As all accountants are aware, their regulator, the Institute for Chartered Accountants of England and Wales (“ICAEW”), imposes a duty on its members to report misconduct. Since 1991, Disciplinary Bye-Law (“DBL”) 9.1 has required members and member firms to report “any such facts or matters of which [they are] aware” around conduct which is liable to disciplinary action (including self-reporting their own misconduct), where it is in the “public interest” to do so.
Effective from 1 October 2020, the ICAEW has issued new guidance on reporting, including self-reporting, misconduct. The guidance represents a significant widening of the instances requiring reporting from the previous 1993 guidance. It now includes a duty to report instances of social media misuse.
We first set out the key features of the duty to report under the new guidance, and then comment on the extent to which they include significant changes to the 1993 guidance.
Key features
- The underlying reason to report is that it is in the “public interest” – namely, where not to do so “could adversely affect the reputation of ICAEW and / or the profession of accountancy.” Where this end is not served, no report need be made. Minor faults of members, especially where they cannot be supported by evidence, are generally not
- “Criminal offences” by members must be reported, including but no longer limited to fraud and offences incurring a custodial sentence. Any criminal charge, caution or conviction is reportable to the ICAEW with the exception of “minor motoring offences”, (presumably because there is little public interest in reporting).

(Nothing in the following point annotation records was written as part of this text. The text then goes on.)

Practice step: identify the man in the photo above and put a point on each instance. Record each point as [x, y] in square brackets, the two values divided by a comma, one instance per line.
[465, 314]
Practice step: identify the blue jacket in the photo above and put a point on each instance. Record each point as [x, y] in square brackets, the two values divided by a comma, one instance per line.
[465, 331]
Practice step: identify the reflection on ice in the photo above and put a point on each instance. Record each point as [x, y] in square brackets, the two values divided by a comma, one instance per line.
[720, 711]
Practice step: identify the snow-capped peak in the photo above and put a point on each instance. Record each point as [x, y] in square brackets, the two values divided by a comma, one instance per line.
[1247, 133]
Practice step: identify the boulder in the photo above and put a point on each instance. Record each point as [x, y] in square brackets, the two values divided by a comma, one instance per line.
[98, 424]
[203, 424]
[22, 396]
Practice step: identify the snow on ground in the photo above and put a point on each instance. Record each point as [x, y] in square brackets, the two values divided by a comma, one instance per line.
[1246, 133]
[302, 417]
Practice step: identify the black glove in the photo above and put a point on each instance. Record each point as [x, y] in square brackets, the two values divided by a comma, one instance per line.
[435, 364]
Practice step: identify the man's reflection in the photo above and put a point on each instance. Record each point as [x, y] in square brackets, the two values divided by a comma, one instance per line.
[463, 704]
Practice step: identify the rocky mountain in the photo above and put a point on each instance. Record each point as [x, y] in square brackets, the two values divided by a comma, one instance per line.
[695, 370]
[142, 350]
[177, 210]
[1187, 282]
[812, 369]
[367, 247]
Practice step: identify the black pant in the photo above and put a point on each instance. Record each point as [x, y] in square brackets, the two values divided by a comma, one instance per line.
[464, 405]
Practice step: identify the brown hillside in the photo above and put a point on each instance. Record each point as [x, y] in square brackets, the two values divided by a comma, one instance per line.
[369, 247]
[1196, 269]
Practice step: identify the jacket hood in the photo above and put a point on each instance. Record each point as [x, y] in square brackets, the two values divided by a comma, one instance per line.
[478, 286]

- In addition, members must report “acts of default” (whether or not they result in criminal investigation). These include anything “likely to bring discredit on the member, the profession of accountancy or ICAEW” and anything falling “significantly short of the standards reasonably expected of the member / firm.” This includes sexual impropriety, and financial ill-discipline.
- Members must also report “professional incompetence” - where standards of practice have fallen significantly short of those expected of the member or firm in question. Acts of negligence would have to be serious to qualify.
- The duty to report includes a duty to self-report.
- Members must alert their heads of staff to misconduct “as soon as [they] are aware of any matters that suggest that [the member], or another member / firm, may be liable to disciplinary action under the DBLs.”
Significant changes
A change to the ICAEW’s definition of “public interest” represents a significant extension of the duty. The previous guidance sought only to guard against misconduct which “could adversely affect the good name of the profession.” The addition of a reference to the ICAEW’s reputation should be seen as significant. An unusual and even a controversial addition; members should now be mindful of the requirement to report anything that might injure their regulator’s standing. How that is policed will be very interesting in these days of increasing public scrutiny of regulators.
The ICAEW now expects all instances of criminality to be reported (where there is a public interest in doing so). The 1993 guidance referred only to offences of dishonesty, fraud, and certain offences incurring a custodial sentence, so this adjustment is notable.
The new guidance recognises the modern phenomenon of an ever-increasing blurring of the lines between our work and private lives, and cites “inappropriate use of social media / electronic communications” as an example of a reportable act. Members, and their firms, need to be aware that transgressions involving the posting of offensive or discriminatory material on personal online accounts may now be a reportable offence, and could result in disciplinary proceedings by their professional body. While the guidance makes clear that engaging in (non- offensive) heated online debates is not worthy of reprimand, members would be well-advised to err on the side of caution.
Honesty about members’ own failings has always been required, but the new guidance brings with it a reward for timely self-reporting. The guidance reads: “If your report results in disciplinary proceedings being brought against you, the fact that you have made a self-report will count in your favour.” Further, Carrie Langridge, ICAEW’s General, Compliance and Tax Investigations Senior Manager, has gone on record to say that due credit will be given in disciplinary proceedings for admissions.
Making reports “a matter of urgency” is no longer strictly necessary under the new guidance, but members should act as soon as they become aware of a fault. Firms may now make the reasonable first step of conducting an internal investigation before notifying the ICAEW of any alleged wrongdoing. This change places greater value on self-investigation.
Reports should be made to the ICAEW’s Professional Conduct Department (“PCD”) using a form which can be found here.
Most reports will come from a firms’ Conduct Partner or ICAEW Representative, but other members are not discouraged from making their own.